MichalDanielDobrzanski / DeepLearningPython

neuralnetworksanddeeplearning.com integrated scripts for Python 3.5.2 and Theano with CUDA support
MIT License
2.79k stars 1.27k forks source link

np.dot(w, activation) throws an error in backprop(x, y) #29

Open xXCoolinXx opened 4 years ago

xXCoolinXx commented 4 years ago

This code

for b, w in zip(self.biases, self.weights):
            z = np.dot(w, activation)+b
            zs.append(z)
            activation = sigmoid(z)
            activations.append(activation)

throws the following error, and I don't really know why. (I am using Python 3.8.3 and numpy 1.18.4)

ValueError: operands could not be broadcast together with shapes (10,784) (10,30)

xXCoolinXx commented 4 years ago

Note also that VS Code says that the shapes of w and activation were (10, 30) and (30, 784) respectively. This seems to be different from the shapes in the error.

Willt125 commented 4 years ago

I can confirm on Python 3.8.2 with Numpy 1.18.3 that this error occurs (albeit with recorded sizes of (30, 1) and (10, 1)), with both the 2.x and 3.x versions of the code.

The line in question is line 123 of network.py.

doublethink13 commented 4 years ago

me too! any fixes?

miles-1 commented 4 years ago

I'm late to the game, but I'm curious for other people if they were using the load_data function instead of the load_data_wrapper function from the mnist_loader file.

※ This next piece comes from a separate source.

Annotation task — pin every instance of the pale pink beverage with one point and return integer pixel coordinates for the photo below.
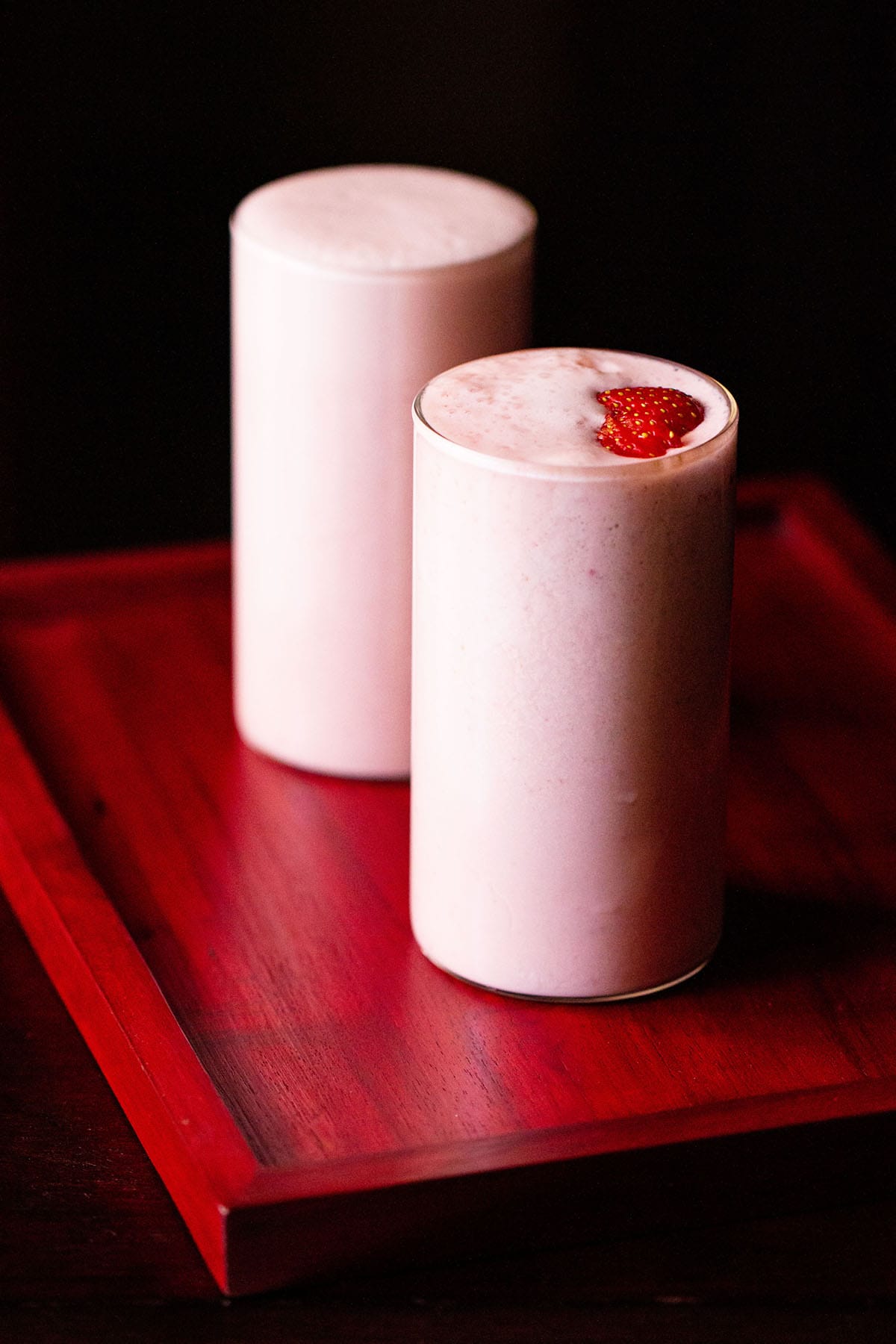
(570, 718)
(351, 288)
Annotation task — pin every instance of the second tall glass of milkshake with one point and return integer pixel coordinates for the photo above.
(570, 703)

I'd be surprised if others made the same mistake that I did, but I thought I had the same problem in this ticket for a while until I realized my mistake. That's what was going wrong for me.

I just think a problem big enough that the vectors can't match for dot products is a good indicator that it's probably a math logic problem and not a python/numpy version issue.

I'm using Python 3.6.9 and Numpy 1.19.1

hamolicious commented 4 years ago

I'm late to the game, but I'm curious for other people if they were using the load_data function instead of the load_data_wrapper function from the mnist_loader file.

training_data, validation_data, test_data = load_data() returns ValueError: shapes (16,2296) and (50000,784) not aligned: 2296 (dim 1) != 50000 (dim 0) and training_data, validation_data, test_data = load_data_wrapper() returns ValueError: setting an array element with a sequence.

I also wrote my own function to load and format the data and that throws ValueError: shapes (16,2296) and (784,) not aligned: 2296 (dim 1) != 784 (dim 0)

All 3 are complaining about line 101 (z = np.dot(w, activation) + b) and I can't seem to find the issue with either?!

yc-cui commented 2 years ago

fixed. change np.dot(delta, activations[-2].transpose()) to np.outer(delta, activations[-2].transpose())

The shape of the matrices are (a, ) and (b, ), respectively. When we use np.dot while the matrices are 1d both, it cannot give us a result of axb. Use np.outer instead to get what we want.